Myasthenia Gravis: Pathogenic Effects of Autoantibodies on Neuromuscular Architecture

Abstract

Myasthenia gravis (MG) is an autoimmune disease of the neuromuscular junction (NMJ). Autoantibodies target key molecules at the NMJ, such as the nicotinic acetylcholine receptor (AChR), muscle-specific kinase (MuSK), and low-density lipoprotein receptor-related protein 4 (Lrp4), that lead by a range of different pathogenic mechanisms to altered tissue architecture and reduced densities or functionality of AChRs, reduced neuromuscular transmission, and therefore a severe fatigable skeletal muscle weakness.
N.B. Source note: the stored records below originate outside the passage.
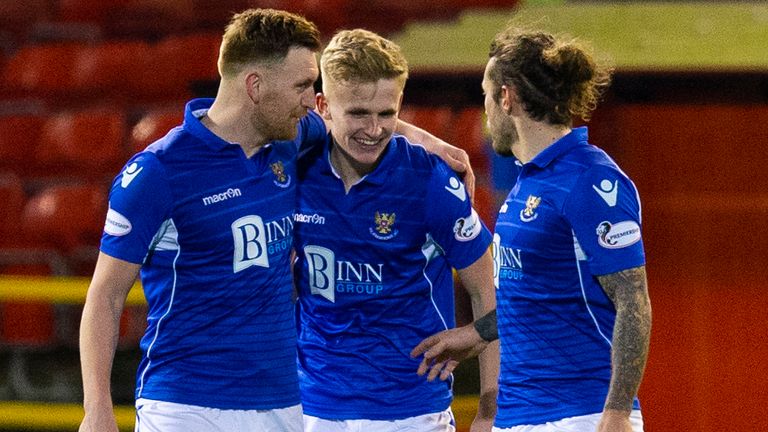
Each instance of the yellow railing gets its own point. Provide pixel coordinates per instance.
(56, 416)
(52, 289)
(53, 416)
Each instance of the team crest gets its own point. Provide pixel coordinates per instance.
(529, 212)
(385, 226)
(281, 178)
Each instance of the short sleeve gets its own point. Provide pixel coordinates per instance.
(139, 202)
(452, 221)
(604, 211)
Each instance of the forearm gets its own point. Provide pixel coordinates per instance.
(631, 335)
(99, 329)
(483, 304)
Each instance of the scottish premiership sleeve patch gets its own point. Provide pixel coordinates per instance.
(619, 235)
(116, 224)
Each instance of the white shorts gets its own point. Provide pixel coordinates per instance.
(435, 422)
(587, 423)
(157, 416)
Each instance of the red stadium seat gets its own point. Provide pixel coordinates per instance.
(67, 218)
(19, 135)
(173, 64)
(40, 69)
(86, 11)
(153, 126)
(12, 196)
(106, 67)
(90, 142)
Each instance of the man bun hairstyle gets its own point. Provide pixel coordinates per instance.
(556, 80)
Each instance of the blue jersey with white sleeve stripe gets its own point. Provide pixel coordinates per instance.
(213, 230)
(374, 274)
(573, 215)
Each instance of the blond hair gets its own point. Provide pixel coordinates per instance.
(263, 35)
(556, 79)
(362, 56)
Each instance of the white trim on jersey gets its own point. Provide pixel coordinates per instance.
(431, 249)
(577, 251)
(169, 224)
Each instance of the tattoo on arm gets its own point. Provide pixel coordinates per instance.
(628, 290)
(487, 327)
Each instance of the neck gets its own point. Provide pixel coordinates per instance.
(536, 136)
(350, 170)
(228, 118)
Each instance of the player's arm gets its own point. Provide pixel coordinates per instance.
(443, 351)
(478, 281)
(112, 279)
(628, 290)
(456, 158)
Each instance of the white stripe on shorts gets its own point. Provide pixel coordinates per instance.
(158, 416)
(435, 422)
(586, 423)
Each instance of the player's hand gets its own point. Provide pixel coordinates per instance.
(614, 421)
(99, 421)
(443, 351)
(481, 424)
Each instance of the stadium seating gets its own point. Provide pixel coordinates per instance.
(40, 70)
(106, 68)
(167, 71)
(89, 142)
(19, 135)
(67, 218)
(12, 197)
(153, 125)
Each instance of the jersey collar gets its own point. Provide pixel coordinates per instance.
(577, 137)
(378, 176)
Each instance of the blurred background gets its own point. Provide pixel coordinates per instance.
(84, 84)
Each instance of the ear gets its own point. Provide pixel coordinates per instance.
(322, 106)
(510, 101)
(253, 86)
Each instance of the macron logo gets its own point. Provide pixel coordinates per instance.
(129, 174)
(608, 192)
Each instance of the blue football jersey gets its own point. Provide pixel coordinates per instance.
(572, 215)
(213, 231)
(374, 274)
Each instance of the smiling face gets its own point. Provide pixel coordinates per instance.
(363, 117)
(285, 94)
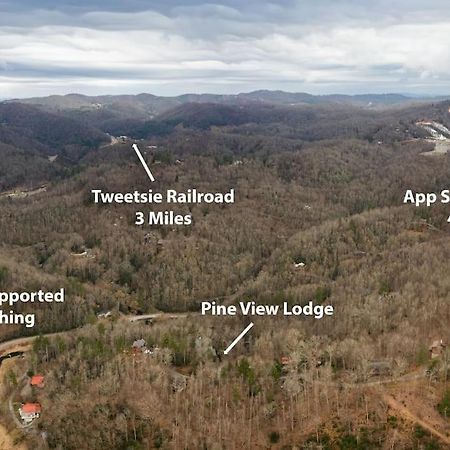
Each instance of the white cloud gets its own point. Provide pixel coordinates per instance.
(330, 46)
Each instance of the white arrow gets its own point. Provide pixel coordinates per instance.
(238, 338)
(141, 158)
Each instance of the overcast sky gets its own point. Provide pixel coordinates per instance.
(170, 47)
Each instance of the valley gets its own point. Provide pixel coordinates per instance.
(317, 220)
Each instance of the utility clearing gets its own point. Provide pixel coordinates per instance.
(439, 136)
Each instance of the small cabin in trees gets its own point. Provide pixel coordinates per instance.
(37, 381)
(29, 411)
(380, 368)
(437, 348)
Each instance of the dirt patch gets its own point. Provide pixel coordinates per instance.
(417, 403)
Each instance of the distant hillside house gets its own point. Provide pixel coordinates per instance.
(437, 348)
(139, 346)
(29, 411)
(37, 381)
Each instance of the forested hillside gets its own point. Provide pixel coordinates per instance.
(319, 215)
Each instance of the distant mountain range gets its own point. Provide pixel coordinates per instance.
(147, 106)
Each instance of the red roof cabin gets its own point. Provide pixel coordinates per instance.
(29, 411)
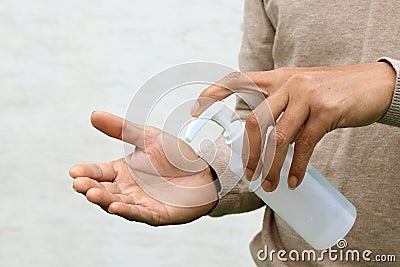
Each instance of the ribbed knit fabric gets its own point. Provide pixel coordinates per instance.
(362, 163)
(392, 116)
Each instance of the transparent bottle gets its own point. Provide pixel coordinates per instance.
(316, 210)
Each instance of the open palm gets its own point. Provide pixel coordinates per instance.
(160, 162)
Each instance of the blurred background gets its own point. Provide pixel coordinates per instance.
(59, 61)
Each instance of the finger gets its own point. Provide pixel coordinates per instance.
(102, 172)
(305, 143)
(101, 197)
(235, 82)
(119, 128)
(285, 131)
(83, 184)
(134, 213)
(256, 126)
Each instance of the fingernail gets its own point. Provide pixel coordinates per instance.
(292, 182)
(195, 108)
(267, 186)
(249, 174)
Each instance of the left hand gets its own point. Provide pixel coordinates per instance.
(311, 103)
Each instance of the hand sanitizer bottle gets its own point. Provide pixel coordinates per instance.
(318, 212)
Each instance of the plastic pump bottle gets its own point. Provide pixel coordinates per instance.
(318, 212)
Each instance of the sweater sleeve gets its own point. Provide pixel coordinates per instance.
(392, 115)
(255, 55)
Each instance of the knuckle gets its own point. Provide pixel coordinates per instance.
(305, 147)
(252, 122)
(280, 139)
(233, 76)
(285, 69)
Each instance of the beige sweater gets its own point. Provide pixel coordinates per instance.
(361, 162)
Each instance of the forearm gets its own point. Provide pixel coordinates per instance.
(392, 115)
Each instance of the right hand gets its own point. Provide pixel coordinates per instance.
(112, 187)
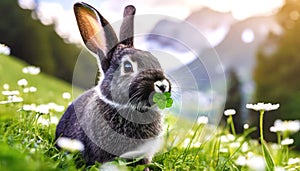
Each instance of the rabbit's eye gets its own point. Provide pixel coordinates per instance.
(127, 67)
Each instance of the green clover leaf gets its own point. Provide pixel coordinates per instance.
(163, 100)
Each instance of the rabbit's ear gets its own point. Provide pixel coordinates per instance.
(95, 30)
(127, 27)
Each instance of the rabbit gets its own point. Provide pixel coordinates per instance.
(117, 117)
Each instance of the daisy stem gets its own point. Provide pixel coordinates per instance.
(278, 138)
(232, 125)
(261, 125)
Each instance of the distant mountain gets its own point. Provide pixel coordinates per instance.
(221, 29)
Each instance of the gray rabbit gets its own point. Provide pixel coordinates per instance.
(116, 118)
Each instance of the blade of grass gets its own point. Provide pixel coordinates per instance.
(267, 155)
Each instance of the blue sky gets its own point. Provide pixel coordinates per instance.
(61, 11)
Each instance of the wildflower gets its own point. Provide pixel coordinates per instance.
(287, 141)
(229, 112)
(235, 145)
(278, 168)
(66, 95)
(47, 122)
(71, 145)
(32, 89)
(186, 142)
(285, 126)
(5, 86)
(23, 82)
(4, 49)
(29, 107)
(246, 126)
(227, 138)
(293, 161)
(31, 70)
(197, 144)
(55, 107)
(224, 150)
(241, 161)
(10, 93)
(202, 120)
(245, 147)
(42, 109)
(15, 99)
(262, 106)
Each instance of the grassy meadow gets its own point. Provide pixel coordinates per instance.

In this review, we give an overview of the history and clinical aspects of MG, with a focus on the structure and function of myasthenic autoantigens at the NMJ and how they are affected by the autoantibodies' pathogenic mechanisms. Furthermore, we give a short overview of the cells that are implicated in the production of the autoantibodies and briefly discuss diagnostic challenges and treatment strategies.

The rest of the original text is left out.